Podczas konferencji prasowej we wtorek premier Donald Tusk ujawnił, że Krzysztof Szczucki, poseł PiS z Torunia, zatrudnił sześć osób podczas swojego urzędowania jako szef Rządowego Centrum Legislacji. Te osoby, jak podkreślił premier, były zaangażowane w organizację kampanii wyborczej Szczuckiego.
Dalsza część artykułu pod materiałem wideo
900 tys. zł w ciągu kilku miesięcy
Jak się jednak przekazał premier, przez kilka miesięcy sześciu pracowników nie świadczyli żadnej pracy, ani w RCL-u, ani w żadnej innej podległej instytucji. Nie logowali się nawet w komputerach.
Tych sześciu pracowników organizowało kampanię wyborczą panu Szczuckiemu. W ciągu kilku miesięcy wypłacono im 900 tys. zł. Skierowaliśmy trzy dni temu wniosek do prokuratury.
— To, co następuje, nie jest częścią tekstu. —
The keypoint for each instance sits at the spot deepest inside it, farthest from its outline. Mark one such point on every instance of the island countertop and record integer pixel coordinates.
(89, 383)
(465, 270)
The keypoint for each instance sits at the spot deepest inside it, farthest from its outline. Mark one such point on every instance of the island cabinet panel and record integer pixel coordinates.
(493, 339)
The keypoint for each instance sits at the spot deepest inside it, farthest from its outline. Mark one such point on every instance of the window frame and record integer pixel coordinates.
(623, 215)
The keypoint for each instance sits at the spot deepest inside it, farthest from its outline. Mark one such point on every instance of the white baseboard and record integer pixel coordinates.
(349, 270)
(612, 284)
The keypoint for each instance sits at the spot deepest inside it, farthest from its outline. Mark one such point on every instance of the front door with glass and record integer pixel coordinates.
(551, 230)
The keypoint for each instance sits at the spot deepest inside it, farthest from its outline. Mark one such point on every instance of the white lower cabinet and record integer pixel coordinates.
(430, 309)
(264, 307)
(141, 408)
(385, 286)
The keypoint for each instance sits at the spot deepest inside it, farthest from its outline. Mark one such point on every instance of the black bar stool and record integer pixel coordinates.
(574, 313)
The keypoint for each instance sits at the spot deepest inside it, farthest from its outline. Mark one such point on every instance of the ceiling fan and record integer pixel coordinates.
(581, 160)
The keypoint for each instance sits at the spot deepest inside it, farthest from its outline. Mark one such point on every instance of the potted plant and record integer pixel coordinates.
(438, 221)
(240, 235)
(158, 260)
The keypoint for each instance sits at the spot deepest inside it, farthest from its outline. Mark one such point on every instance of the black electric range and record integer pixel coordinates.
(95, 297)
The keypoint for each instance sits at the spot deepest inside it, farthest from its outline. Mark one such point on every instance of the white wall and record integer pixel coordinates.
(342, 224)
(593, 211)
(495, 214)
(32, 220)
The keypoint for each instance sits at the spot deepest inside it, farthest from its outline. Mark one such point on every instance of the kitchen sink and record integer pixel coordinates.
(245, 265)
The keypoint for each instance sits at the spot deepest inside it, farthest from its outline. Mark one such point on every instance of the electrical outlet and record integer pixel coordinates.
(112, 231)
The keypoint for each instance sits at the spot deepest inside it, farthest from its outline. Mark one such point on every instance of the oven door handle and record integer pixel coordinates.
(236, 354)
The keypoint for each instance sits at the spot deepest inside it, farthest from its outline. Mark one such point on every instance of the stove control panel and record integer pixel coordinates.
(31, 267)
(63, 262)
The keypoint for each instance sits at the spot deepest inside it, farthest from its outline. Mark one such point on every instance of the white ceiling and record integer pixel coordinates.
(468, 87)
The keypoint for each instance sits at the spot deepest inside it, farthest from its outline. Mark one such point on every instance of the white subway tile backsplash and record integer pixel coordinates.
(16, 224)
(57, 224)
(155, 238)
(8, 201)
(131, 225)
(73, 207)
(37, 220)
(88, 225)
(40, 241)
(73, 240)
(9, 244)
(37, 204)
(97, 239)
W kilka miesięcy 900 tys. na kampanię. Dodatkowo 120 tys. zł na gadżety wyborcze, eventy - dodał premier Tusk.
- Promowały legislację, wszystkie w okręgu wyborczym pana Szczuckiego - uzupełnił premier. Szczucki miał możliwość promowania legislacji, ponieważ pełnił również funkcję pełnomocnika prezesa Rady Ministrów ds. legislacji i edukacji prawniczej. W wyborach do Sejmu, które odbyły się w zeszłym roku, Szczucki był liderem listy PiS w okręgu toruńskim. Obecnie kandyduje do Parlamentu Europejskiego w okręgu nr 2, obejmującym województwo kujawsko-pomorskie.
Z posłem Szczuckim skontaktowała się "Gazeta Wyborcza". Zaprzeczył informacjom podanym przez premiera Donalda Tuska. - To wszystko nieprawda. Odniosę się szczegółowo do tych zarzutów - przekazał.
Po południu odniósł się szerzej do sprawy w serwisie X. "Panie premierze, nie obawiam się pana kłamliwych ataków. Wszystkie zarzuty wobec mnie są nieprawdziwe. Moje działania jako urzędnika państwowego zawsze były zgodne z prawem. Widać, że nie idzie panu rządzenie i spełnianie obietnic wyborczych, więc zajmuje się pan tym, co potrafi najlepiej: tematami zastępczymi. Skieruję do prokuratury zawiadomienie o składaniu fałszywych oskarżeń przez Pana i Pana współpracowników" - zapowiedział.